Despite their minute size, miRNAs influence the body in big ways by switching off genes. Genes produce strands of messenger RNA, or mRNA, that code for proteins, molecules that perform essential tasks for the cell. While miRNAs don’t code for proteins, they do control protein production by clinging to the messengers, triggering the mRNA to break down or blocking it from being translated.
The team found that in ovarian cancer, miR-181a turns on Wnt by blocking the production of a protein that shuts down the pathway in healthy cells. In other words, miR-181a is like a glitch in the dam’s operating system that causes one of the spillways to get stuck open. But if it could be repaired, the spillway could once again hold back the flow. The Michigan team showed that they could shut off the flow of Wnt and halt tumor growth in mice by targeting miR-181a so that it could no longer interfere with the inhibitor protein. The results reveal a potential strategy for treating the deadly disease.

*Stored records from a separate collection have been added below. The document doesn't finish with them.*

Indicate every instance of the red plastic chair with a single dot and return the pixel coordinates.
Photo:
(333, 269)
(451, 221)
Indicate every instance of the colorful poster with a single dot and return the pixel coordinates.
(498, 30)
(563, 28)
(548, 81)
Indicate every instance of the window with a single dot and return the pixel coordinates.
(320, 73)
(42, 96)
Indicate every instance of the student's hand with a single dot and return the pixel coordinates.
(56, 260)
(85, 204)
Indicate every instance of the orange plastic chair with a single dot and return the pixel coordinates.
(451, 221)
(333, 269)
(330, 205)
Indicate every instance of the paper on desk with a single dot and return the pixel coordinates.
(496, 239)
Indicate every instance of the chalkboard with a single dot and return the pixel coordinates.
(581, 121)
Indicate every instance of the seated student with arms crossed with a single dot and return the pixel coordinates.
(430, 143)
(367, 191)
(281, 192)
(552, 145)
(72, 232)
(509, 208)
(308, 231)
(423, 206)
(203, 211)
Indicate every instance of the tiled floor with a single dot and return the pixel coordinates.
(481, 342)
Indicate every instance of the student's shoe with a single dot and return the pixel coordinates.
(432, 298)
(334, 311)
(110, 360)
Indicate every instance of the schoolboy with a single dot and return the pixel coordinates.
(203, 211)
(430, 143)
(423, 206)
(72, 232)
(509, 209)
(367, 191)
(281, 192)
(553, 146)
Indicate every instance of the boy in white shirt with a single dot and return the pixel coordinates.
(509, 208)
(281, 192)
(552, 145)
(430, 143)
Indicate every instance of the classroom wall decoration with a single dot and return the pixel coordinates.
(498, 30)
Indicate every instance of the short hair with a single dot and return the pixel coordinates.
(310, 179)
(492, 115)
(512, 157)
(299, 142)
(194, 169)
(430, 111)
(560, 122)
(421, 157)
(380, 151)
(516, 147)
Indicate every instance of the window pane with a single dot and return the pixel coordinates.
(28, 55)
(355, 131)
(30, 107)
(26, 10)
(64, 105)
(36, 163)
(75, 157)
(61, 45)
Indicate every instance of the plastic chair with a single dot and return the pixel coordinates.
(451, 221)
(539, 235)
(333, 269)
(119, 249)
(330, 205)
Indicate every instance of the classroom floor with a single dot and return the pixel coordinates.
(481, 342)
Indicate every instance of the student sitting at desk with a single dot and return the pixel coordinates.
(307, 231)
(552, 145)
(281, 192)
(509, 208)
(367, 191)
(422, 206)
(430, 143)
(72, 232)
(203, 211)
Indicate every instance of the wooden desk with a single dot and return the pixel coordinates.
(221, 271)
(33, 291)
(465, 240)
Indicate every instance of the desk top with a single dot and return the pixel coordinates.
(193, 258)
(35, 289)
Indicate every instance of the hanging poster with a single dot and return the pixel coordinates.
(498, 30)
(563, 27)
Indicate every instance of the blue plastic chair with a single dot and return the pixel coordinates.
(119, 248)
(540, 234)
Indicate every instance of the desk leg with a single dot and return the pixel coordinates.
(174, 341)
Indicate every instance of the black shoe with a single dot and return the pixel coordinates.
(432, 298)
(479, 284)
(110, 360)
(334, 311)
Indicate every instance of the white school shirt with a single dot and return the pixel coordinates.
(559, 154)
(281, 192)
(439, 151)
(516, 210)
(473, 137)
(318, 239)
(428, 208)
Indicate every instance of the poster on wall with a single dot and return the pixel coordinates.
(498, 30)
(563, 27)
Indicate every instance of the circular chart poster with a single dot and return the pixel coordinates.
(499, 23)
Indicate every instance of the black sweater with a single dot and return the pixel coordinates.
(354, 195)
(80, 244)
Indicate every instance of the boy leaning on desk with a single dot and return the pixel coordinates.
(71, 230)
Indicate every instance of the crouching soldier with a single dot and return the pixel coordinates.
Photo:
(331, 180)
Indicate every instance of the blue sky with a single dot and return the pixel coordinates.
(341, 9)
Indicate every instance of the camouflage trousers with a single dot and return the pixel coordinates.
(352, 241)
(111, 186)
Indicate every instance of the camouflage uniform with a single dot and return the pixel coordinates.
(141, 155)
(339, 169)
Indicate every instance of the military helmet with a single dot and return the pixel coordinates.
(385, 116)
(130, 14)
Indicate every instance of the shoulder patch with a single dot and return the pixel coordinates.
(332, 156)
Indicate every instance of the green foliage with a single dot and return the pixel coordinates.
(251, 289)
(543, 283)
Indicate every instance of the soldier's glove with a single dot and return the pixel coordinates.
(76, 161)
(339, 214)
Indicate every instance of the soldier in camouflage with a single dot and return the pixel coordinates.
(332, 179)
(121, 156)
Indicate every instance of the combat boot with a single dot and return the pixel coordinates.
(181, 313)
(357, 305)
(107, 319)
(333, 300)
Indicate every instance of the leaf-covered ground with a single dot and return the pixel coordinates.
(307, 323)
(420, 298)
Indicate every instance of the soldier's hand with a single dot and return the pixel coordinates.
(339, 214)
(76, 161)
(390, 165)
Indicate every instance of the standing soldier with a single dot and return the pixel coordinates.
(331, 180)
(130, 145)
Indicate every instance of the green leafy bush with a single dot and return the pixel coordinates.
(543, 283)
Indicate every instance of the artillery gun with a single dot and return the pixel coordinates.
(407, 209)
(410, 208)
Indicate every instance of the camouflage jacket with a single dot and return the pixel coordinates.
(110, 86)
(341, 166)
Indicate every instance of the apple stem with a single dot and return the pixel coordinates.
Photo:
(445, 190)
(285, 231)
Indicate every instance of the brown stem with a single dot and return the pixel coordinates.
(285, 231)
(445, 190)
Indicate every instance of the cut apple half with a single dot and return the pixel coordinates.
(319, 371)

“It’s a very solid paper in terms of the experiments that they’ve done,” says Fodde, who was not involved in the study. “They show a reduction in the incidence of cancer in those mouse models, but that does not immediately and directly mean you can apply this to human beings,” he says, adding that the team used mice with suppressed immune systems to perform the research.
That’s why DiFeo is teaming up with colleague Dr. Kathleen Cho, a professor of pathology at the University of Michigan who has genetically engineered mice that spontaneously develop the most common and deadly form of ovarian cancer. DiFeo will use the models to study the natural progression of the disease and its potential treatments in rodents with fully functioning immune systems.
Currently, DiFeo and her team are using a specially designed procedure to find small molecules that could reduce miR-181a in the novel mouse models. “Targeting miRNA has become kind of a hot topic right now,” DiFeo says, adding that recent research into mRNA vaccines for protection against SARS-CoV-2, the virus that causes COVID-19, has been a boon for miRNA therapeutics. If the DiFeo lab finds a molecule that works against miR-181a, the results could have implications for all cancers antagonized by the specific miRNA. For ovarian cancer, the micro findings could lead to macro changes that transform it from a deadly threat into a manageable nuisance.